Whatever A24 has on its slate for Sundance has to be taken into consideration, and one of the most anticipated titles is “Minari.” With this film, writer-director Lee Isaac Chung takes inspiration from his own childhood in telling the story of a Korean-American family and their move to rural Arkansas in the 1980s. I tend to gravitate towards incredibly personal and autobiographical storytelling, as details and themes that are so specific can, in turn, become universal and incredibly moving (something found in last year’s big A24 Sundance title “The Farewell”). Additionally, this features Steven Yeun as the father, and after his work in “Burning,” I’m very intrigued to see what he does next.
2. “The Last Thing He Wanted”
It was unclear for most of 2019 whether Dee Rees’s Netflix follow-up to “Mudbound” would be released or held off until 2020, so it was a wonderful relief when it was announced as one of the biggest premieres at Sundance. “The Last Thing He Wanted,” adapted from the novel by Joan Didion, stars Anne Hathaway as a journalist who must take over the family business from her dying father (Willem Dafoe); the family business being a series of arms deals in Central America. The synopsis is questionable as to what type of film this will ultimately be, but I trust Dee Rees as a filmmaker and know that she must have some reason for taking on this project.
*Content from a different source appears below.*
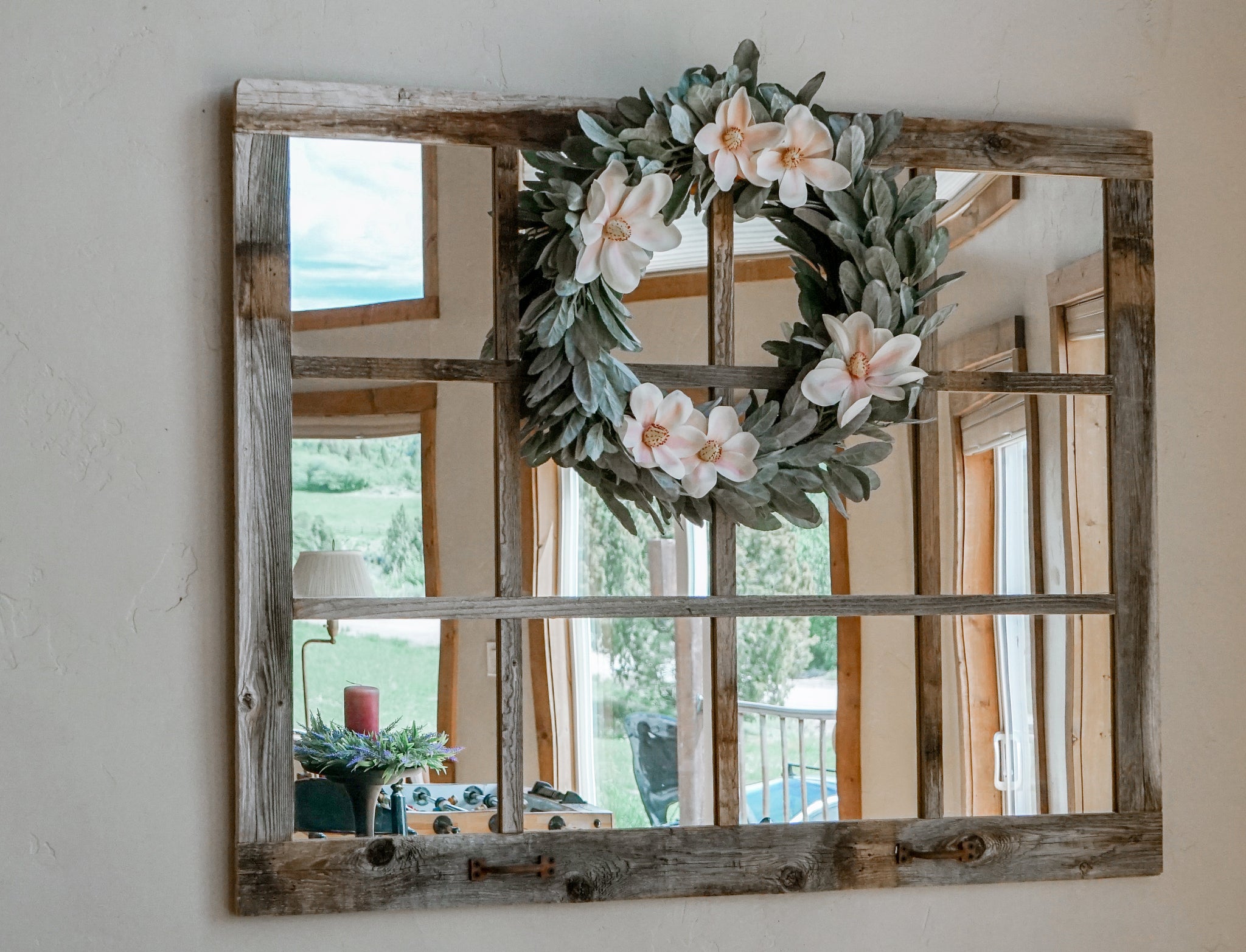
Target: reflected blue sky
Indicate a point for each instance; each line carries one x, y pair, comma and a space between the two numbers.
355, 223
The combination of talent here, with a cast that also includes Ben Affleck and Rosie Perez, is too major to ignore. I’ve been rooting for Anne Hathaway to take on challenging and compelling projects for years (as seen above in my love for “Rachel Getting Married,” as well as my staunch defense of her Oscar win for “Les Misérables”), so with her in a film like this I can’t help but be on board.
“You wanna hear a story about why me & this bitch here fell out? It’s kind of long but full of suspense.” Honestly, how can “Zola” NOT be my most anticipated of the fest? Based on a 144 tweet-long viral thread from 2015 by A’ziah King (which is truly WILD by the way) about a stripping road trip to Florida gone wrong, that alone would be a selling point for a fun time. However, it’s the talent behind the film that propels it to the top spot. It’s backed by our beloved A24, written and directed by Janicza Bravo (the filmmaker behind 2017’s “Lemon”), co-written by playwright Jeremy O. Harris, starring Riley Keough and Colman Domingo, and led by newcomer Taylour Paige. Oh, and a score by Mica Levi. This combination is something that truly needs to be seen to be believed, and I can’t wait!